Norman Rockwell’s art, with its quaint visions of small-town America, is today widely considered to be a force of conservatism, a call for things to remain the same even as everything changes. But according to the artist’s granddaughter, everyone has his art all wrong.
“Norman Rockwell was antifa,” Daisy Rockwell told the Bulwark this week, for an article called “The MAGAfication of Norman Rockwell.”
That headline is a reference to the Department of Homeland Security’s posts featuring Rockwell’s art over the summer. “Protect our American way of life,” read DHS’s caption, which accompanied a cropped version of Rockwell’s 1971 painting Salute the Flag, in which a crowd of white men, women, and children gaze admiringly at a tasseled American flag.
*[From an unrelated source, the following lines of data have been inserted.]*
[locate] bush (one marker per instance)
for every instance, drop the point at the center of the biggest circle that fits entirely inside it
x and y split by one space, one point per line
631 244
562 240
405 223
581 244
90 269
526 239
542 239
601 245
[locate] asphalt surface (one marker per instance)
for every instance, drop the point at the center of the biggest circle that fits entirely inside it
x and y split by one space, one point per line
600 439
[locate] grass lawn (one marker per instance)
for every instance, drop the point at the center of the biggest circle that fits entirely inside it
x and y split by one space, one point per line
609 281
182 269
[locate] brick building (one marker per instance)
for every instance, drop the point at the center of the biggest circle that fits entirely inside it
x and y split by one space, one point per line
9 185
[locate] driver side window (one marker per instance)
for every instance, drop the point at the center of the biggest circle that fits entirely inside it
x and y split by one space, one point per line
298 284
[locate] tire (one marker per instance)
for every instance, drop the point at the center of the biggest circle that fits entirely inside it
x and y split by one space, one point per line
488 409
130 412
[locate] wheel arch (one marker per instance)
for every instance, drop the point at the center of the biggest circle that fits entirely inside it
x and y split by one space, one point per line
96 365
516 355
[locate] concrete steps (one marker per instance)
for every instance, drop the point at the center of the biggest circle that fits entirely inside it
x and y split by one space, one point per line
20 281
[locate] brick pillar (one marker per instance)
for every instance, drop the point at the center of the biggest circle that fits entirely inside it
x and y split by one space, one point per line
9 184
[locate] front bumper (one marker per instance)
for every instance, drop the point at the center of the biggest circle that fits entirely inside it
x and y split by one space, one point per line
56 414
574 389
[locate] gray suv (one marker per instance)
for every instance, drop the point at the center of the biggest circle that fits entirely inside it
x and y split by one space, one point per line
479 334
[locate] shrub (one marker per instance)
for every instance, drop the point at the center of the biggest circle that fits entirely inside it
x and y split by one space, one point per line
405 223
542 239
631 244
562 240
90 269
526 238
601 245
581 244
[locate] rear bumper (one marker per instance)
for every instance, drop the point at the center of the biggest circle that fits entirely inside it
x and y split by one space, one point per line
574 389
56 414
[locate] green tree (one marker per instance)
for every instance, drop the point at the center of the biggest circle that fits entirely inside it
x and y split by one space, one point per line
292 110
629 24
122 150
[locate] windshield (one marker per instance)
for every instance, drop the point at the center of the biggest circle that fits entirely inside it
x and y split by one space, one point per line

Quoting President Calvin Coolidge, known for his small-government conservatism, DHS also posted an edited version of Rockwell’s 1946 painting Working on the Statue of Liberty, in which a multiracial cast of workers can be seen tending to Lady Liberty’s torch. DHS urged readers to “protect your homeland” and “defend your culture.”
The Rockwell family has already publicly rebutted these two posts, along with a third that featured his art. In a USA Today op-ed, the family wrote, “If Norman Rockwell were alive today, he would be devastated to see… that his own work has been marshaled for the cause of persecution toward immigrant communities and people of color.”
Yet the Bulwark article includes an even more explicit response from Daisy Rockwell. “They used [the paintings] . . . as though his work aligned with their values, i.e., promoting this segregationist vision of America,” she said. “And so of course we were upset by this, because Norman Rockwell was really very clearly anti-segregationist.”
The Bulwark article points out that Rockwell did directly address segregation. “I was born a White Protestant with some prejudices that I am continuously trying to eradicate,” he once said. “I am angry at unjust prejudices, in other people and in myself.”
Whether he was antifa, in the sense of the left-wing Antifa movement that President Donald Trump recently declared a terrorist group or more broadly anti-fascist, is less certain, though he did make works about the fight against fascism abroad during World War II. He also did not always accede to conservative interests. He declined to paint a poster for the Marine Corps during the war in Vietnam, saying, “I just can’t paint a picture unless I have my heart in it.”